The mist receded further. Docked at the end of the platform was a Nod’olian ship, with creaking riggings and a pennant, held up by a balloon envelope that had been patched numerous times. Faded words across the hull read: the Compass Rose. And from the airship, a figure ran toward me, her footfalls clanging on the platform.
Anna.
I knew it was Anna and not Hannah, even though her scar had disappeared. I simply knew.
She wore a purple ribbon in her dark hair, tied neatly in a bow, a long skirt, and a thick Nod’olian coat that flapped around her ankles.
“Jonathan!” she said as she drew near.
I scooped her up into a tight embrace, lifting her feet off the ground. All the pain and hurt and horror of her death released itself from me, the anger leaving me in tears, and I was glad she couldn’t see my face.

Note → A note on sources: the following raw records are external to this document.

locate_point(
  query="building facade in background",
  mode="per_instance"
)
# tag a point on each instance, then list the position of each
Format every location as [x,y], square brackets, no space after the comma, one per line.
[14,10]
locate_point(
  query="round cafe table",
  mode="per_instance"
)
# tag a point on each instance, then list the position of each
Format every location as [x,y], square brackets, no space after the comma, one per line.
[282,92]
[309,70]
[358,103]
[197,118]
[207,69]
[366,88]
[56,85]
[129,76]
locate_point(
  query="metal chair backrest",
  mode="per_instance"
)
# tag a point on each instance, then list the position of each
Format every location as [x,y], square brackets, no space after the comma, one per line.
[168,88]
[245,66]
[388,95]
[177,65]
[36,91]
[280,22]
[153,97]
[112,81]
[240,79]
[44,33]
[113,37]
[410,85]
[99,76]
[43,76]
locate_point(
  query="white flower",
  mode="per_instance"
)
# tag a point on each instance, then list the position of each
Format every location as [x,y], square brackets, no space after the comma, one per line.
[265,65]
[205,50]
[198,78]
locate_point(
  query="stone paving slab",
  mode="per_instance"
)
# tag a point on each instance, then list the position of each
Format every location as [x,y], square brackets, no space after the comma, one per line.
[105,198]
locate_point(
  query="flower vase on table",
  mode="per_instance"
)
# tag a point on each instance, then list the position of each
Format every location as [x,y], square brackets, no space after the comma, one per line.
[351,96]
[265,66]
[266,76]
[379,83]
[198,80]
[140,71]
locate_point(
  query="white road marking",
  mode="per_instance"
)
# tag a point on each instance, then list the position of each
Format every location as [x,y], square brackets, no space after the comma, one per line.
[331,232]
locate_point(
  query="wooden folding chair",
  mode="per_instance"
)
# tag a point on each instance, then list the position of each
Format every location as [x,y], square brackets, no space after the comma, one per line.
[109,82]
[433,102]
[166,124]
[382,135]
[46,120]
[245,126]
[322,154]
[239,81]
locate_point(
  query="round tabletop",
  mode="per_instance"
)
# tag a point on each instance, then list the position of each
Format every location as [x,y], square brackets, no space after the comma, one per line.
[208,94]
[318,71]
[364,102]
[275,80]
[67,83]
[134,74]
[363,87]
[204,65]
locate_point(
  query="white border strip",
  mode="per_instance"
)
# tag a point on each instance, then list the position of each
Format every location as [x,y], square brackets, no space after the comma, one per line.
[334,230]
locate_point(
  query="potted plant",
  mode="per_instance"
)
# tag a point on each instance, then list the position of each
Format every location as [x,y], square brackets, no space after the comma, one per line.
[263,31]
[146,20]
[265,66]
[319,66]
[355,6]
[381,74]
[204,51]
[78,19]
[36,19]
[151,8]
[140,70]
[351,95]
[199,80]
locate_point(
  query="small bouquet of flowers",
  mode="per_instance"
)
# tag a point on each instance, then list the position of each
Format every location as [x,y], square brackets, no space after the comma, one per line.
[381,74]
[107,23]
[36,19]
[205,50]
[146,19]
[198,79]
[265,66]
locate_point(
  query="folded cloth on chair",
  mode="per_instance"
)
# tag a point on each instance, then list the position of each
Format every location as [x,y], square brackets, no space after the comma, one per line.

I released her finally, after the bone-crushing hug, and dried my face quickly.
“It’s the cold, you know,” I said. “Stings the eyes. It does that here.”
“Oh just,” she said, grinning.
She looked curiously around her, taking in the expanse of black ocean and bright colored ribbons of the northerly sky. Far away, lightning flashed in a distant storm.
“Is this your home?” she said. “It’s beautiful.”
“Yeah,” I agreed. Cold air whipped my face. The city behind us faded in white layers of mist. “At least—it’s like my home. Is this real, Anna?”
“No,” said Anna. “Not at all. I’m an illusion. This dock is an illusion. It’s all part of an illusion, inside your head.” She reached up and knocked gently on the crown of my head.
“Hmmm. Ah,” I said, smiling, confused. “Quite an illusion. Is that what I would actually see? If I were truly dead?”